Satoshi Ninoyu, a Upper House member, said at a regular news conference on May 12.
It came after a spate of traffic accidents caused by elderly drivers - a problem that has been magnified by Japan's rapidly aging population.
Ninoyu, who will turn 78 in September, said he will not renew his driver's license, even though he is eligible to do so.
He said he had a notice informing him that he must take a driving course and undergo cognitive tests before his license can be renewed.
I am elderly and I shouldn't cause a traffic accident, so I decided to give up my license, he said. I live in an urban area, so there are buses, subways and cabs. After consulting with his wife, Ninoyu stopped driving and has let go of his car in April 2019 after a fatal accident in Tokyo's Ikebukuro district.
A former government bureaucrat who was 87 at the time drove his car at high speed into two intersections on a red light. A mother and a daughter were killed in the accident, while nine others were injured.

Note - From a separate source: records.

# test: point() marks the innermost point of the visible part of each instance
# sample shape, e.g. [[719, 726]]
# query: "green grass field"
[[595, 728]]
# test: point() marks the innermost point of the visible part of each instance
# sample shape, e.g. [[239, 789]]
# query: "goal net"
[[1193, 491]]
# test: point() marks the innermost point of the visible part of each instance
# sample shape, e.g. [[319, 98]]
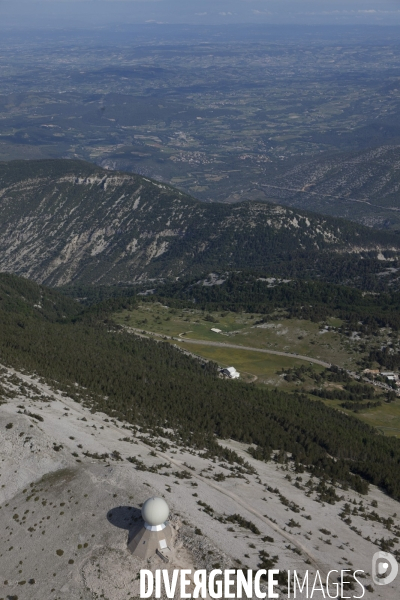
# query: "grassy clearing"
[[286, 335], [263, 366]]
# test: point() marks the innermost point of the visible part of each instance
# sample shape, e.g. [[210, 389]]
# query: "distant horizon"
[[79, 14]]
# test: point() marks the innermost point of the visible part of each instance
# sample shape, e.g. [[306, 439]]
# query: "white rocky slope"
[[65, 517]]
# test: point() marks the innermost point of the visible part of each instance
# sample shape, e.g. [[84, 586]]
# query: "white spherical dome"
[[155, 511]]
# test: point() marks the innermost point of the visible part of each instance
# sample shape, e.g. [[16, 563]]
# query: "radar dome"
[[155, 511]]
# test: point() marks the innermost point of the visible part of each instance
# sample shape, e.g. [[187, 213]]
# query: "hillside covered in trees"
[[66, 222], [154, 385]]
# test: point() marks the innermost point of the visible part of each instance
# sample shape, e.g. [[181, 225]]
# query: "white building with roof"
[[230, 372]]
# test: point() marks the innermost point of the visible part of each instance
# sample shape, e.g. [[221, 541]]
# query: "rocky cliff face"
[[68, 221]]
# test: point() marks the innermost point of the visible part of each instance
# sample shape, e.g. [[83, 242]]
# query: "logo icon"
[[384, 568]]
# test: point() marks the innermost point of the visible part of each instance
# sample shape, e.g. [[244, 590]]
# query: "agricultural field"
[[187, 327], [293, 336]]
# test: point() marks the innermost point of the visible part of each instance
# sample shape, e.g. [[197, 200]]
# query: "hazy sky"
[[103, 12]]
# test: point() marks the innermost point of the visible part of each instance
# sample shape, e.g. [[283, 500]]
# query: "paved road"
[[237, 347], [234, 346]]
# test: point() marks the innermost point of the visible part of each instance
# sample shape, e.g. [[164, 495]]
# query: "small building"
[[154, 535], [389, 375], [230, 372]]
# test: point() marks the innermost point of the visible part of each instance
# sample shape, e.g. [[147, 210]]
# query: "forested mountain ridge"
[[64, 221]]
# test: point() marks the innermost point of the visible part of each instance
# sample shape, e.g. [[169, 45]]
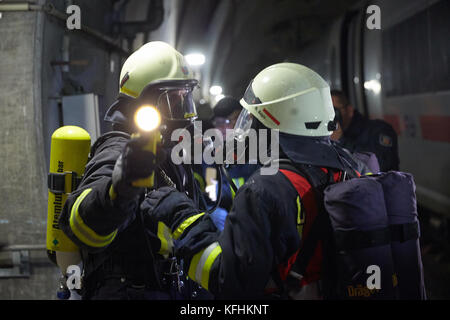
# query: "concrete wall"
[[23, 192], [30, 88]]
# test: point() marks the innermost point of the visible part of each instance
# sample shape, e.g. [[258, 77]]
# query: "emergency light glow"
[[215, 90], [147, 118], [195, 59], [219, 97]]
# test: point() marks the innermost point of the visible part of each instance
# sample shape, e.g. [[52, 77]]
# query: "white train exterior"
[[399, 73]]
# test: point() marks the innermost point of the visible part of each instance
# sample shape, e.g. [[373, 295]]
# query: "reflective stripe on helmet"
[[129, 92], [82, 231], [200, 266]]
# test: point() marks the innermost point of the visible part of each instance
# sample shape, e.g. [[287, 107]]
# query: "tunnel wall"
[[31, 88], [23, 191]]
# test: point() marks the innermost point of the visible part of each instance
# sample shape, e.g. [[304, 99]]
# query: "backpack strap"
[[320, 227]]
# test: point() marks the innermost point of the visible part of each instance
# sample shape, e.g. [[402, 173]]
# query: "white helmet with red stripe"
[[289, 97]]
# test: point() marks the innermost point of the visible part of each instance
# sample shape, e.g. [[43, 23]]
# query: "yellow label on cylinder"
[[69, 152]]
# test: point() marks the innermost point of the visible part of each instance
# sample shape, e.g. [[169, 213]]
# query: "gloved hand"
[[133, 164], [168, 205]]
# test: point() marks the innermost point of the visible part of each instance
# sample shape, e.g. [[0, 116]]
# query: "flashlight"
[[148, 119]]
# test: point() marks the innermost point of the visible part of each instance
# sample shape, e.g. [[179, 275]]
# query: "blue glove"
[[218, 217]]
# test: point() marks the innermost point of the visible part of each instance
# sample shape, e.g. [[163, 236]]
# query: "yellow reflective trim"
[[82, 231], [186, 223], [241, 182], [129, 92], [200, 180], [238, 182], [112, 193], [207, 267], [233, 194], [165, 238], [193, 265], [200, 267], [300, 218]]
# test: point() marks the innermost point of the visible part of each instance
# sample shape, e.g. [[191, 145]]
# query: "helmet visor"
[[176, 103], [243, 125]]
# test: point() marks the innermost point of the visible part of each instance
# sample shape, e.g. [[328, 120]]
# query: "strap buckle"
[[57, 182]]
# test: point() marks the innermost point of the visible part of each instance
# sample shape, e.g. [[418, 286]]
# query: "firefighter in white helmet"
[[272, 215], [125, 255]]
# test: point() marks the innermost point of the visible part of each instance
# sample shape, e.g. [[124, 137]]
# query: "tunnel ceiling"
[[255, 34]]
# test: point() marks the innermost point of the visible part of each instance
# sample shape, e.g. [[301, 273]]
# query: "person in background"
[[360, 135], [225, 114]]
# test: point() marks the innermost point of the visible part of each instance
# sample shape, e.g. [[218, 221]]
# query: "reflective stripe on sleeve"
[[200, 267], [184, 225], [300, 218], [165, 238], [238, 182], [82, 231]]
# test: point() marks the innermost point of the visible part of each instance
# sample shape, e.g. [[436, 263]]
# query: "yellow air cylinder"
[[69, 151]]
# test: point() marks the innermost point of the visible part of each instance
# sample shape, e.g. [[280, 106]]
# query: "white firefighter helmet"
[[289, 97], [155, 74], [154, 61]]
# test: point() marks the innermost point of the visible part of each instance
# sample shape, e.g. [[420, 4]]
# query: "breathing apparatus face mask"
[[237, 144], [174, 103]]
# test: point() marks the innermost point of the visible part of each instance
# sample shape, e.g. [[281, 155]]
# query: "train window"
[[416, 53], [440, 44]]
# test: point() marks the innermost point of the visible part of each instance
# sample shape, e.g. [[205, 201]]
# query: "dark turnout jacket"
[[262, 234]]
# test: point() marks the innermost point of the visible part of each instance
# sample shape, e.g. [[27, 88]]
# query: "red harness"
[[309, 205]]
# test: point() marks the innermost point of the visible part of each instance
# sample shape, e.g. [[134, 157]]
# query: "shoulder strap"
[[318, 179]]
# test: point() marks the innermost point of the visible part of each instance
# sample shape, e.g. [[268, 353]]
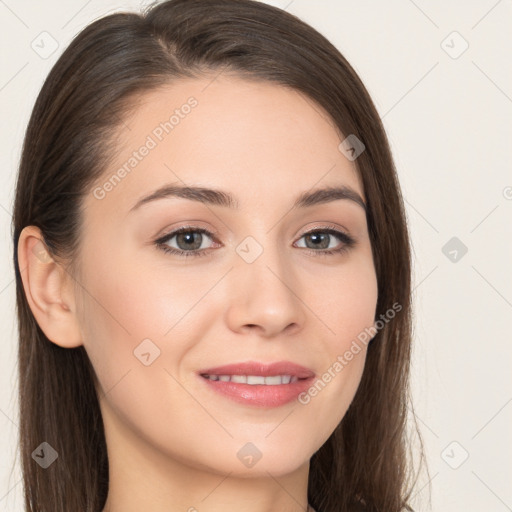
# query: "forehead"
[[254, 138]]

He said he kept pressing the accelerator instead of the brake pedal. The car had accelerated up to 96 kph.
The revised road traffic law was put in force on May 13, which was designed to deal with the growing severity of traffic accidents involving elderly drivers.
A driving skill test is required at the time of license renewal for those aged 75 or older with a certain number of violations. They are required to drive through a course and pass various tasks, such as stopping at stop signs and turning left and right at intersections.
Only those with a passing score can renew their licenses.
It also introduces a limited driver's license, which allows holders to drive only vehicles with safety support functions, such as automatic brakes.